Nor is there any question about the priority. It is to have a Flintoff still capable of the kind of effort he put in at Lord's, when he bowled with all the force and talent of a match-winning player. For this he needs a proper level of medical clearance and some convincing workouts. If these requirements are fulfilled, the nation will be right to be exhilarated by the prospect of one last statement from a hugely talented cricketer. Anything less, though, and the reaction has to be sharply different.

It has to be a lament for a failure of nerve and judgement. After Headingley, this surely is the last thing anyone wants.

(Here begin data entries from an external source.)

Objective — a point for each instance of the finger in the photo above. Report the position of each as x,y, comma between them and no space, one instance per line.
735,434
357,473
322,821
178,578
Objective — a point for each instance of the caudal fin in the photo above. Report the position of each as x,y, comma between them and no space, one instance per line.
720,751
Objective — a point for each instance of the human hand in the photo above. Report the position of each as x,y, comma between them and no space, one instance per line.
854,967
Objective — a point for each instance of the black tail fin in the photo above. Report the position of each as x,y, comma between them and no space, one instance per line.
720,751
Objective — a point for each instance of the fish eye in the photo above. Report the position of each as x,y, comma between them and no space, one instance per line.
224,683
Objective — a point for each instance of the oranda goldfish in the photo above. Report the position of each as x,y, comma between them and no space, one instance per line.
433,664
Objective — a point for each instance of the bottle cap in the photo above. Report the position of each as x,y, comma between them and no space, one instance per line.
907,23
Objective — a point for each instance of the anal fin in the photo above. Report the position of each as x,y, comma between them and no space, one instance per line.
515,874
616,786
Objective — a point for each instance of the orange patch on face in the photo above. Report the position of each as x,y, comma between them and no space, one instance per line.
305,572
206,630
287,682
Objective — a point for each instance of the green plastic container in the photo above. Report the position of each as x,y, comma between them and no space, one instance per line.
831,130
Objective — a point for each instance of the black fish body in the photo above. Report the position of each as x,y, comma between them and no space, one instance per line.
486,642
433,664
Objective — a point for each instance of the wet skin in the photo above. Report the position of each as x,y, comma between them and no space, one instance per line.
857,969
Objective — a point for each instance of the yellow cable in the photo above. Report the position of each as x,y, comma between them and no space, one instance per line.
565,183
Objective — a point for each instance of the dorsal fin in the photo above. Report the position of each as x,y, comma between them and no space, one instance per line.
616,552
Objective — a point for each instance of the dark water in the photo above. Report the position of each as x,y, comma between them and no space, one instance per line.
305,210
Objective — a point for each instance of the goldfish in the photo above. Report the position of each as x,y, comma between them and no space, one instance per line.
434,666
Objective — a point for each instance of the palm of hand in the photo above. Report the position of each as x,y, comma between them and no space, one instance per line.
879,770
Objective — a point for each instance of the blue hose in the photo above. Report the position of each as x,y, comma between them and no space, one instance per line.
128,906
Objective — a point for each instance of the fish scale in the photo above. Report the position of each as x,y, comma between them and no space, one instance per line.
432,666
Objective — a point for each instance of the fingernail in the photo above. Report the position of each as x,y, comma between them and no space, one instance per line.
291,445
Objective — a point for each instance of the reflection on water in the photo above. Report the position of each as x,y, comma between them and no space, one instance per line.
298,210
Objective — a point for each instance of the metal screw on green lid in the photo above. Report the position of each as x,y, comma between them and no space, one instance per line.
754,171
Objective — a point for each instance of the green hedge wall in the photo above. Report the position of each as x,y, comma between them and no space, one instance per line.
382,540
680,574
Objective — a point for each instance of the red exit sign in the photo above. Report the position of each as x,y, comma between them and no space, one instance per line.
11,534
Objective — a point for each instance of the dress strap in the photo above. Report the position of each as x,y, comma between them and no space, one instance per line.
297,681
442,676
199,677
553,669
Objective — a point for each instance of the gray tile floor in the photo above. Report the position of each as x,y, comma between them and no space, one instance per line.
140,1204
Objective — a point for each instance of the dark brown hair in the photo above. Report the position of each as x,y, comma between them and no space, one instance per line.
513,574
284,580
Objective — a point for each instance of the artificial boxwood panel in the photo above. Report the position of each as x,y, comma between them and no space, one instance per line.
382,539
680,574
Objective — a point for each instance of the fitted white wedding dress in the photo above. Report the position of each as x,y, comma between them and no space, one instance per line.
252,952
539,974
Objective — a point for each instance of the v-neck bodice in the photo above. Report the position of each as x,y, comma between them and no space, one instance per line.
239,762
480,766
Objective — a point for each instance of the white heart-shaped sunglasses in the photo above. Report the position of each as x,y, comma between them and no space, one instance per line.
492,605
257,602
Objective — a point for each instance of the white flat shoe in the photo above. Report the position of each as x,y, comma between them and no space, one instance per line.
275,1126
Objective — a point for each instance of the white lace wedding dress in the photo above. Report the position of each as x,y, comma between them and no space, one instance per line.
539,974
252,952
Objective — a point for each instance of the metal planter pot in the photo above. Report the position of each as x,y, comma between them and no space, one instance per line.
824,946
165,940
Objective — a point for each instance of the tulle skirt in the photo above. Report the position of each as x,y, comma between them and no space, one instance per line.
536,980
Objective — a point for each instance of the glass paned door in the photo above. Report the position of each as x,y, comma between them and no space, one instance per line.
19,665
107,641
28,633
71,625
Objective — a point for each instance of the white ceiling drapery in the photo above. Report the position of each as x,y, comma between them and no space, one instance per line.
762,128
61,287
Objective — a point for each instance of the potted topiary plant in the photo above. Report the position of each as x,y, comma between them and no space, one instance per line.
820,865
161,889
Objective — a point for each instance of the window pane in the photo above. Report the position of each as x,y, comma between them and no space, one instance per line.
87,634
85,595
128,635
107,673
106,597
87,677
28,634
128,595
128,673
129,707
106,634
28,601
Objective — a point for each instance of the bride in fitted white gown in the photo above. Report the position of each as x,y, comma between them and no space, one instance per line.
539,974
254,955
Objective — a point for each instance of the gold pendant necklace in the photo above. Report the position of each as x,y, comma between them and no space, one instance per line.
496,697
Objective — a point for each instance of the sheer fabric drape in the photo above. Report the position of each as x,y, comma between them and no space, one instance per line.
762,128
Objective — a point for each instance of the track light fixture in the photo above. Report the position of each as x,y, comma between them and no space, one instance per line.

Let Hawk-Eye put football's vital interests in focus

Despite an overwhelming desire in large tracts of the country to shoot the messenger, Sir Alex Ferguson was surely right to raise, before a ball is kicked seriously, the problem of refereeing inconsistency.

The trend disfigured so much of last season and re-emphasised the need for some kind of technological supervision of match officials. The incidents at Wembley on Sunday were not ideal examples of the appropriateness of such a procedure, but in the matter of penalties and offside decisions there is surely an ever-growing case for a referral system, albeit strictly rationed.

Without such safeguards we know as a matter of certainty that the complaints of Ferguson at the weekend will be routinely resurrected by every manager in the game. It is wearisome – and quite often it is the direct result of an absolute inability to see more than your own side of the argument.

However, football, as we are constantly told, is a multibillion pound industry. Surely it should thus fork out a little to protect the product.

Rugby's stars have failed in their first duty

When an iconic figure like Dean Richards, the ferocious England No 8 who was a cult hero long before becoming a highly successful coach, goes down, and no one can raise a whimper of protest, you know that rugby is indeed in big trouble.

But of course it is right that Harlequins wing Tom Williams is no longer the sole victim of the outrageous cheating in which he was cast as the central figure.

It is even better that at last the game appears to have a sense of the disastrous state of its current image. England's success in the campaign to host the 2015 World Cup was all very well, but much more important now is the vital cleansing of a game beset by eye-gouging, recreational drug abuse and appalling evidence of institutionalised cheating.

One lingering difficulty of the Harlequins case, though, is the impression that many in rugby see Williams as a victim as much as a culprit. There was a similar reaction when racing champion Lewis Hamilton was found guilty of lying to grand prix stewards. In both cases the teams of the rugby player and the racer carried heavy responsibility.

However, Hamilton didn't have to lie. Nor did Williams have to bite into the fake blood capsule, pull off the ruse and then wink as he left the field. The primary duty of any sportsman, professional or not, is surely plain enough. It is to be true to himself – and the game he purports to love.